Abstract

Hands-on reproducible computing with Guix

Effective computational research requires combination of programs, data and a runtime environment to produce new data to be analyzed and get results eventually published. Trust and value in open science rely on the ability to reproduce results published in the past literature, and to replicate or generalize the results of a study with new data in the future. Yet, a significant portion of studies cannot be reproduced, even by their very same authors (1).

Computational environments constitute a large source of analytical variability because they are insufficiently captured.

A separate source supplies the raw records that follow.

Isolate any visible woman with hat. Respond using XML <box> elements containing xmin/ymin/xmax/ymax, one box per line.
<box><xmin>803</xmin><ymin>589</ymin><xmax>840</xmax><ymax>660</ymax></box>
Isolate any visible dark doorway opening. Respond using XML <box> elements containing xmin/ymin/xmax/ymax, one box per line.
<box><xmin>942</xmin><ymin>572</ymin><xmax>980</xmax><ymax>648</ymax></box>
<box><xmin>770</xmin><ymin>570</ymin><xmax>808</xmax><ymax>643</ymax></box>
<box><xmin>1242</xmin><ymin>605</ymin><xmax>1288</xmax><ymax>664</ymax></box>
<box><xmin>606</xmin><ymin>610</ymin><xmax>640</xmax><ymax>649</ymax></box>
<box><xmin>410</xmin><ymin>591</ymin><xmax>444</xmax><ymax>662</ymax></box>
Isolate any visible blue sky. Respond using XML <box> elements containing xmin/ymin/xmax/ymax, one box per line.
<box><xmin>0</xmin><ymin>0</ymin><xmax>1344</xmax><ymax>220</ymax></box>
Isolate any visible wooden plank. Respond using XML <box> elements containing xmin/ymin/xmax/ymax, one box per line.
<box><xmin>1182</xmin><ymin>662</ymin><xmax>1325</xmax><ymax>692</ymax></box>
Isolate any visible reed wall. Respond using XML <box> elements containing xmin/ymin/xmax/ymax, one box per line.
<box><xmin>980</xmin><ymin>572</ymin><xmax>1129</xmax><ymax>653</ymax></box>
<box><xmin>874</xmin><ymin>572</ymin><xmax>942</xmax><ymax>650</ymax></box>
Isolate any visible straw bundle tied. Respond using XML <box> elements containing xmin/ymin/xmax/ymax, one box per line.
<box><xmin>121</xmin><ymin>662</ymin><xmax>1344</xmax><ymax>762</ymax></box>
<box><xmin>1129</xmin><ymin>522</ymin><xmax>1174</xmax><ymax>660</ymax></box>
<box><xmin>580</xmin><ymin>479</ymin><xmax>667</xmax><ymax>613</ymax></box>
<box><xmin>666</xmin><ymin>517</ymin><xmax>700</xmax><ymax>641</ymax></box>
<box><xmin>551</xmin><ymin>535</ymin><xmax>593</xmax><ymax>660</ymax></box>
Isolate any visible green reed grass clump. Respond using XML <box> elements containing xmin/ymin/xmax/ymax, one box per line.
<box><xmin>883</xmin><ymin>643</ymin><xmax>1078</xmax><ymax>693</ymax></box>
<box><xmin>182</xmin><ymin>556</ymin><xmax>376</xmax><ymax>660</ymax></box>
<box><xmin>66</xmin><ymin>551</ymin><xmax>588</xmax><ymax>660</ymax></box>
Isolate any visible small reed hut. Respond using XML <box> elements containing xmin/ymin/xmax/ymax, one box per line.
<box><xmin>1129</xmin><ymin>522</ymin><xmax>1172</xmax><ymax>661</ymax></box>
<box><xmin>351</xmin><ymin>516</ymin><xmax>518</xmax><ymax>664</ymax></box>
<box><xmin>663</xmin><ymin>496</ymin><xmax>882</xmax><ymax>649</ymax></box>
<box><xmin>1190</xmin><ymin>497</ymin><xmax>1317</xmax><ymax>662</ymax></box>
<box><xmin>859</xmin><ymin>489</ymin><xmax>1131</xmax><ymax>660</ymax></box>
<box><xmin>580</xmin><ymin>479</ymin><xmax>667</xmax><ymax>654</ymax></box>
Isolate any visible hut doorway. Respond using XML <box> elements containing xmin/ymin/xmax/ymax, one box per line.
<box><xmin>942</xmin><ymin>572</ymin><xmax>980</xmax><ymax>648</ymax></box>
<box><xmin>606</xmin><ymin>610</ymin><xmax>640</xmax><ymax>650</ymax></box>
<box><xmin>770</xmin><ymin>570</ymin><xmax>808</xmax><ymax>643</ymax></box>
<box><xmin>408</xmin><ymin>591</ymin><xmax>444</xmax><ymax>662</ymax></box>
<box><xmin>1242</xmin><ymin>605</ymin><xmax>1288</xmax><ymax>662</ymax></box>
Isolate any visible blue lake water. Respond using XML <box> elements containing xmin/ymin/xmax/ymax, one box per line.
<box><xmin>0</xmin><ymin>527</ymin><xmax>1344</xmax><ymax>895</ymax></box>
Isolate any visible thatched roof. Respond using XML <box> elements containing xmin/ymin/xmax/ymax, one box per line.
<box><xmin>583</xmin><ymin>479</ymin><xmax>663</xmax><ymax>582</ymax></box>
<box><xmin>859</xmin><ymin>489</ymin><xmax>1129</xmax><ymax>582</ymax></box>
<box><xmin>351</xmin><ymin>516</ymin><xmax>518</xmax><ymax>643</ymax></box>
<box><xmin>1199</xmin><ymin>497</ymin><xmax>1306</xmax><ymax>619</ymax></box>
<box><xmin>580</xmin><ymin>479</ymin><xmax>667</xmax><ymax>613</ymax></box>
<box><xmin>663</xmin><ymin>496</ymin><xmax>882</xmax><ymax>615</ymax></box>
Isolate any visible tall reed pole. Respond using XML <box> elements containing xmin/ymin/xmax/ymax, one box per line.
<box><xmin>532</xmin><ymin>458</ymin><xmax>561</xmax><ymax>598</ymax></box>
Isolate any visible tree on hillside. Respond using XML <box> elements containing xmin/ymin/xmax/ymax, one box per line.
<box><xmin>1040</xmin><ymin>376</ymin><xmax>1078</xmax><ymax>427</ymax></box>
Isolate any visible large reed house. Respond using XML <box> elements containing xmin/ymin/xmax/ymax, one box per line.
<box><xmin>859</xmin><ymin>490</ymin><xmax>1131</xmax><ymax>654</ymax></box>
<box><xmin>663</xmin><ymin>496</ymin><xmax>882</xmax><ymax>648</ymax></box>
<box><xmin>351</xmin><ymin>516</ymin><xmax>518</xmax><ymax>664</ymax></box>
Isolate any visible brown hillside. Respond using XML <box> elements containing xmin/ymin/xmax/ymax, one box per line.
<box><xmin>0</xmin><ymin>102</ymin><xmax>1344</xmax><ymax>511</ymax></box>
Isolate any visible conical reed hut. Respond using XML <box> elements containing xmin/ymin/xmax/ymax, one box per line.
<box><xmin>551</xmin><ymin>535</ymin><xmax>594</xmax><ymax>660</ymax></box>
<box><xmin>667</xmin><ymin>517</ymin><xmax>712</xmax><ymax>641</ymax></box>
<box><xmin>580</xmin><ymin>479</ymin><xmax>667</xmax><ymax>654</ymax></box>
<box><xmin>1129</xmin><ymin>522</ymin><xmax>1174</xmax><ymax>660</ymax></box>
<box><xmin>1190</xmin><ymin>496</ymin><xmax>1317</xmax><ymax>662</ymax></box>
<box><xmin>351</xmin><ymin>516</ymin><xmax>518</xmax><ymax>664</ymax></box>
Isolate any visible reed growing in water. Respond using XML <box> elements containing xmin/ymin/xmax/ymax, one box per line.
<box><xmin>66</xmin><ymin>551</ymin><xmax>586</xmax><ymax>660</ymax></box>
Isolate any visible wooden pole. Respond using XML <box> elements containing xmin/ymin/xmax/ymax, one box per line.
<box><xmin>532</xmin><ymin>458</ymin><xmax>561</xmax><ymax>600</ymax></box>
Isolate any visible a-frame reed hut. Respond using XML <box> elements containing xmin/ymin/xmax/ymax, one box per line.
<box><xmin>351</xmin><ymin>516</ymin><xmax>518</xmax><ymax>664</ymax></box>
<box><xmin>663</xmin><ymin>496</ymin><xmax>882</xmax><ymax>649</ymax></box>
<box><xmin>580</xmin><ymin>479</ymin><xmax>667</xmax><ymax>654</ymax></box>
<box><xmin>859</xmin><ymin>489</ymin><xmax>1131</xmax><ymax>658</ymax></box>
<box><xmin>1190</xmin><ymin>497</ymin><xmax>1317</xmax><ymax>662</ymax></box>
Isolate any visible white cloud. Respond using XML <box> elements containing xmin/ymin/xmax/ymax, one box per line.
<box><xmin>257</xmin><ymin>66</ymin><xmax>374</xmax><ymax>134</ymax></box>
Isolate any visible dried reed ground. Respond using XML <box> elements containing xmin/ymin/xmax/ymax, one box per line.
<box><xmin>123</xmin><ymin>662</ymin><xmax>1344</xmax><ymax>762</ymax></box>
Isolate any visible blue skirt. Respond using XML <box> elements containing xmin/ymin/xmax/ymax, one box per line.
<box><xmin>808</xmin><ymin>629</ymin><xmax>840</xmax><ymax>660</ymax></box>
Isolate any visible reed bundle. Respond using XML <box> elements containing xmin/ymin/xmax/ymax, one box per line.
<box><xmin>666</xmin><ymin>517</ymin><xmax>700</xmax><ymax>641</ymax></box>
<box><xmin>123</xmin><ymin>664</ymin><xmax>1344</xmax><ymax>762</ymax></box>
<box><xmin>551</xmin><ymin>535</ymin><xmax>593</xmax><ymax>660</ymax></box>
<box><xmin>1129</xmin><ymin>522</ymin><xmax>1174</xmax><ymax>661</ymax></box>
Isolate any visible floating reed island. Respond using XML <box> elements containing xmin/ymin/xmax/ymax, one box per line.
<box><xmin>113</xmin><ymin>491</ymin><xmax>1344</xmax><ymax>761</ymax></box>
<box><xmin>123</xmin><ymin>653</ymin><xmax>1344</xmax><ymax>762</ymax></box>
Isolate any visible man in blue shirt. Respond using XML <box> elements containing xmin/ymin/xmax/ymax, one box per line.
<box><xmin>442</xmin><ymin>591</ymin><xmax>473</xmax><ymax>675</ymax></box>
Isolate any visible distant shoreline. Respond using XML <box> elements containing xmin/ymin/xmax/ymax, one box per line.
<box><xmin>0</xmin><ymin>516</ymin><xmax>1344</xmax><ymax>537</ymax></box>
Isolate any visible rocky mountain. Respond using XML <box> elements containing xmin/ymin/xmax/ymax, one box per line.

With the large adoption of open source, software relies on an ever-growing list of dependencies, sometimes spanning multiple languages. Besides its complexity, the resulting dependency graph is under a constant flux of changes, with new releases, bug-fix and security updates. Such a complex and volatile graph cannot be captured by a simple README file (2).

Specialized tooling is required to efficiently formalize, build and deploy reproducible computational environments. Guix is a package manager, running on GNU/Linux, designed with such reproducibility in mind (3). It can build and execute binaries independently from the host system, perform builds from source at any point in time, and deploy programs and environments to various targets, including containers.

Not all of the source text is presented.